Blossom end rot happens a lot when plants are being either over or under watered.The problem is plants aren’t getting the calcium they need for their fruit to properly mature. Adding calcium to the soil won’t fix the fruit with blossom end rot symptoms, but it will prevent the issue from happening to new fruit. This fix only works if more routine watering is introduced.
Holes in the leaves
Although it’s disappointing to see healthy leaves look blemished, most of the time, a plant can handle a few hungry slugs or caterpillars - which are usually the culprits behind these holes. Some plants are actually magnets for these “pests” like parsley, which are are hosts for caterpillars that become Swallowtail butterflies.
A healthy, adult plant can defend itself against issues, but hand-picking shrubs and caterpillars can be an easy way to control minor infestations. Slugs usually come out at dusk so bring a flashlight around that time to find them. Some gardeners have had luck putting out coffee grounds around their plants.
This may be one of the most destructive and common issues for gardeners in much of our area. Deer are becoming more common even in higher density neighborhoods and they will eat summer annuals as well as landscape shrubs. Raccoons, opossum, and squirrels are also damaging to landscaping. Deer are much larger and can eat an entire garden in just a few minutes. Sometimes that’s the only visit they’ll pay for the whole year so if there are deer in the neighborhood, it’s best to defend against them before they show up.
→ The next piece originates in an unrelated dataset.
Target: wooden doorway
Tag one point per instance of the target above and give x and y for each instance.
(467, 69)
The only guaranteed way to keep deer out of the garden is a large fence at least 7 feet high (they can jump!). If that height isn’t feasible, then having two rows of fences or very uneven and rocky garden beds can deter deer. Deer don’t like to feel closed in. Motion activated sprinklers can frighten wildlife and there are some systems that are battery operated and very easy to set up with a hose. Animals see with their noses first and some gardeners apply products like coyote urine and blood meal to make the area appear dangerous to these animals.
Aphids & whiteflies
These pests are very tiny, but they’re easy to find because these sap suckers make a huge mess. Leaves will become glossy and sticky and unfortunately if left unchecked, plants will eventually die. It’s a common issue when plants move indoors during the winter. These pests have a lot of natural predators outside, so the only time the infestation is severe outdoors is if the plant came from a nursery that had an outbreak of them.
Spraying the plants with hose water can dislodge these pests. They also need frequent applications of Neem oil or insecticidal soap because these products only work on the adult stage of these insects.